Михаил ненавидел «тамбовских» за то, что они так бодро шагали. Он понимал, что Бурнин мог бы идти в ногу с «тамбовскими», а идет рядом с ним, со слабым, раненым другом, чтобы его поддержать. А с ними, конечно, он, Анатолий, мог бы во всем сговориться бежать, искромсать простыми ножами конвои... Они могут!..

Михаил понимал и то, что если бы не Анатолий, то сам он давно упал бы и был бы застрелен, как десятки других из той же колонны. И он был благодарен другу.

 

Через день после того, как они у колодца увидели Катю, близ какой-то деревни немцы в полдень позволили пленным рассыпаться по полю для поисков неубранных картофелин.

— Мишка, бреди потихоньку. Пробирайся вперед, к голове колонны. Я картошечки подшибу на двоих и тебя догоню! — ободряюще сказал Михаилу Бурнин.

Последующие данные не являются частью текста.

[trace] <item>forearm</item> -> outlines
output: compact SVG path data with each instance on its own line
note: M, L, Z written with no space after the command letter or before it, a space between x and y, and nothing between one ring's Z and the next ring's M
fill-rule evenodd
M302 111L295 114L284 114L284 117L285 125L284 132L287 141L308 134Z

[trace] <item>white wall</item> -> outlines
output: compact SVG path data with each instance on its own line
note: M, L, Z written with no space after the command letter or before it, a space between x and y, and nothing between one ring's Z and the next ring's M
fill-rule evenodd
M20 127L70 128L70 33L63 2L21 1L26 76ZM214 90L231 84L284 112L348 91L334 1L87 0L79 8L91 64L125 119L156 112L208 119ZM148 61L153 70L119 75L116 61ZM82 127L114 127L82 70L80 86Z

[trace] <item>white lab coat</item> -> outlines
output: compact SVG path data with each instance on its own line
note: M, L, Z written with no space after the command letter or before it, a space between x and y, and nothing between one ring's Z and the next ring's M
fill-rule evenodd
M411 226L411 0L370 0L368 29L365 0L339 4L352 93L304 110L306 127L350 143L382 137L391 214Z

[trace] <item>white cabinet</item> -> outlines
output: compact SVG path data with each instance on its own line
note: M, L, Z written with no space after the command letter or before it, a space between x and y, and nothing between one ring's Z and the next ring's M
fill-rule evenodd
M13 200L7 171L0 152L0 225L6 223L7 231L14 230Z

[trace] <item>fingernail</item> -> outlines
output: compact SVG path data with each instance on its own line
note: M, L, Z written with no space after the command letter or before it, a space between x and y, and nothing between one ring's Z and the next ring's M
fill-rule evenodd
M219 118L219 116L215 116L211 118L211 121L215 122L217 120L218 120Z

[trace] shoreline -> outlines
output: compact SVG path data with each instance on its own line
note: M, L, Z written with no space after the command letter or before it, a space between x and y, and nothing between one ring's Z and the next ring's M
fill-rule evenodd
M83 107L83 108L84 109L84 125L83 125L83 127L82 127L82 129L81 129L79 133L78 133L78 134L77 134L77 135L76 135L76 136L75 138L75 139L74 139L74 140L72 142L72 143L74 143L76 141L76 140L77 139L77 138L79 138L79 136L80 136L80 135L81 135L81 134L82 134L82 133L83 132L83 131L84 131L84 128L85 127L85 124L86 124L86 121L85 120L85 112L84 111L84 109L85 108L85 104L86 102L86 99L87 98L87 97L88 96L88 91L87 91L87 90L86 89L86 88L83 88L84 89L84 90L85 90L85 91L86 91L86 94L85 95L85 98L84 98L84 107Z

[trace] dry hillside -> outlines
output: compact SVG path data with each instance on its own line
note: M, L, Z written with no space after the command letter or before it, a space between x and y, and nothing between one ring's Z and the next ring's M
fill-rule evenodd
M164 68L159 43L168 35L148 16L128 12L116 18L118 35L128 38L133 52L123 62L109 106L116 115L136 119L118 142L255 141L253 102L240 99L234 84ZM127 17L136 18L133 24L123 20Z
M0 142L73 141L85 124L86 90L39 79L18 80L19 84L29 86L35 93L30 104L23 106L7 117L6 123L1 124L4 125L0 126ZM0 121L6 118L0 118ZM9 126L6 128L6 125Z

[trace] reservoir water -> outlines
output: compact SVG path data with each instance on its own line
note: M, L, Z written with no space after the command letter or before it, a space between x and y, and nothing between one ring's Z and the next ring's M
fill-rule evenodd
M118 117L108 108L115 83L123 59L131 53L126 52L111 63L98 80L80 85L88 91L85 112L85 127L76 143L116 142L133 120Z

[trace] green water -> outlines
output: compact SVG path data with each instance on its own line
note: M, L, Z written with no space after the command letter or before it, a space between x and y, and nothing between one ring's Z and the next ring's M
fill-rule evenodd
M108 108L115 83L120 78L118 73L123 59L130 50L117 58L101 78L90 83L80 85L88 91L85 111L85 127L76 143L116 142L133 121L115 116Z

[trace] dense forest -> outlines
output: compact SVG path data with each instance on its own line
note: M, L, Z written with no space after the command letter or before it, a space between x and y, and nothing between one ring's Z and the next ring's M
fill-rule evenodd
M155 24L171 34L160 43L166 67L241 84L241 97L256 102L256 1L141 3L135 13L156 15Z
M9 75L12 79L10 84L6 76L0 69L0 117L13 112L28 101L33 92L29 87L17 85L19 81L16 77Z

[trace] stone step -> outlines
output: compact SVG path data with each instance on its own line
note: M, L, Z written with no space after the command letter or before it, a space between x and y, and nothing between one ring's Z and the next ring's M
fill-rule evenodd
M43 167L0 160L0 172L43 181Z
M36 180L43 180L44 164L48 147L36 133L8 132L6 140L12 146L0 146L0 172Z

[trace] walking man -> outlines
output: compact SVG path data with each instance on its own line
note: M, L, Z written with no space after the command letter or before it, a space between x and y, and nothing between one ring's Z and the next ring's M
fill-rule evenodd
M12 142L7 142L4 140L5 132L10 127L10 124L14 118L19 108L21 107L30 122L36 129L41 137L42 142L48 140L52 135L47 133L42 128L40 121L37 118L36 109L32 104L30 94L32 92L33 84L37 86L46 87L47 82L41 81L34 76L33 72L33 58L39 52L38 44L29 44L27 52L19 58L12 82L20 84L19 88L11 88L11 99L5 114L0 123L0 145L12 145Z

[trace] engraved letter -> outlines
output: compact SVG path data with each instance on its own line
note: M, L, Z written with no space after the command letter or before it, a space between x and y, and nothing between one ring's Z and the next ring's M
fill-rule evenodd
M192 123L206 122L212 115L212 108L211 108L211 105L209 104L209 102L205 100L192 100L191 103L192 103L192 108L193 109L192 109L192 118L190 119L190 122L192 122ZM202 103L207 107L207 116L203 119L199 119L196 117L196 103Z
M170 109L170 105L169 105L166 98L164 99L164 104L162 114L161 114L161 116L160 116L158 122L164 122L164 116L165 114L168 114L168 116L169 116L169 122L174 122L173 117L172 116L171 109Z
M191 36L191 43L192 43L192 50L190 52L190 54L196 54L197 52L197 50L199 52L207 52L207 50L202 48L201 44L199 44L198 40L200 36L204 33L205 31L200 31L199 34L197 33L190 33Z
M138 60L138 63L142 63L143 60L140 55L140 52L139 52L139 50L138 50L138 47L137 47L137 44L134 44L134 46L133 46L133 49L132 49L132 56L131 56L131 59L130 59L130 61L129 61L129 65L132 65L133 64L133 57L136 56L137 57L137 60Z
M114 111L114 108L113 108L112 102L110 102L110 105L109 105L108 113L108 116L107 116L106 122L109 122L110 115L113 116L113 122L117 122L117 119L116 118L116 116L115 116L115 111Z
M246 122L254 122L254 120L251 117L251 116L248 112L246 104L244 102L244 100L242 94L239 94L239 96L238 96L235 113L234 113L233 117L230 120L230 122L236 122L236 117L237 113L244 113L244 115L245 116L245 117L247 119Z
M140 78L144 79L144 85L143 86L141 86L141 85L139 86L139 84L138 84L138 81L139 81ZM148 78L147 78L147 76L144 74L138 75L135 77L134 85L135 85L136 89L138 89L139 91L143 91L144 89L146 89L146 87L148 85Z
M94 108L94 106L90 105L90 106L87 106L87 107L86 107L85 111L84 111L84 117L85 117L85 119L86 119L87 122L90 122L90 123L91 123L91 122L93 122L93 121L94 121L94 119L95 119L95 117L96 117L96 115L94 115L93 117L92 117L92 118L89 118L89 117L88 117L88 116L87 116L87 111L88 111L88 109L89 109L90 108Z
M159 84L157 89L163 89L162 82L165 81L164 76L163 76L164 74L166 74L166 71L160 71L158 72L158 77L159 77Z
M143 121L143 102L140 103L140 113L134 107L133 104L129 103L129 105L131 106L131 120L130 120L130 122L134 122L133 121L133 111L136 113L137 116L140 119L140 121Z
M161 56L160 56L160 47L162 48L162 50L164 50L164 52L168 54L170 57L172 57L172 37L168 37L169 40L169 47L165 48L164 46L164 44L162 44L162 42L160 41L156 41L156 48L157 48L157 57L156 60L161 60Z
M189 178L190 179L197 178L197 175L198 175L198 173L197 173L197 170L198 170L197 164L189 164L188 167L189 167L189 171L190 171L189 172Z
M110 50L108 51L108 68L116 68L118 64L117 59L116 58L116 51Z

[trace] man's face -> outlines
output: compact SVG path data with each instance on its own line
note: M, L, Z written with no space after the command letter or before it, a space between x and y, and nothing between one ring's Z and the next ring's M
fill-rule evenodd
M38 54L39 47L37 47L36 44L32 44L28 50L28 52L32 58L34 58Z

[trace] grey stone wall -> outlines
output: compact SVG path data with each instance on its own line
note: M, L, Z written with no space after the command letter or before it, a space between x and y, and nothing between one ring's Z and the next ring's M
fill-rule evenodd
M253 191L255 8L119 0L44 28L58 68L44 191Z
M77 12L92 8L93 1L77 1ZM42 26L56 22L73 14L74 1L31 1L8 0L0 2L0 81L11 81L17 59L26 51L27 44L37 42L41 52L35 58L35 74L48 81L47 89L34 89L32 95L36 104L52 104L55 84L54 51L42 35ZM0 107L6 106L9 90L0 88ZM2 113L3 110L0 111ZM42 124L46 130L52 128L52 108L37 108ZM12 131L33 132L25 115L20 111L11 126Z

Часть колонны бессильно брела вперед. Это те, кто от слабости уже боялся нагнуться: а вдруг уж не разогнешься, вдруг просто не хватит сил!.. И они без задержки, без остановки продолжали шагать. Но сотни пленных ползали по полю. Немцы, однако, скоро наскучились ожиданием. Ведь голодные люди могли целый день разгребать окоченевшими пальцами вязкие глинистые борозды, выискивая по единой картофелине.

Бесплодно подав раза два команду к дальнейшему маршу, конвойные подняли шальную пальбу из автоматов по полю, усеянному людьми.

Спасаясь от пуль, оставив лежать на картофельном поле десяток-другой мертвецов и корчившихся раненых, толпа охотников за картофелем, спотыкаясь, скользя и падая, побежала по дороге...

Под автоматным обстрелом Бурнин с картофельного поля ворвался в ряды колонны, отдышался, откашлялся и только уже в пути почувствовал боль в ноге, которая помешала ему в этот день достичь головы колонны.

— Михайла! Михайла Степаныч! Ми-иша! Вара-акин! — кричал Бурнин.

Но так многие растеряли друзей в это утро, так много глоток кричало, что даже звучный голос Анатолия утонул в этих криках, ослаб и охрип...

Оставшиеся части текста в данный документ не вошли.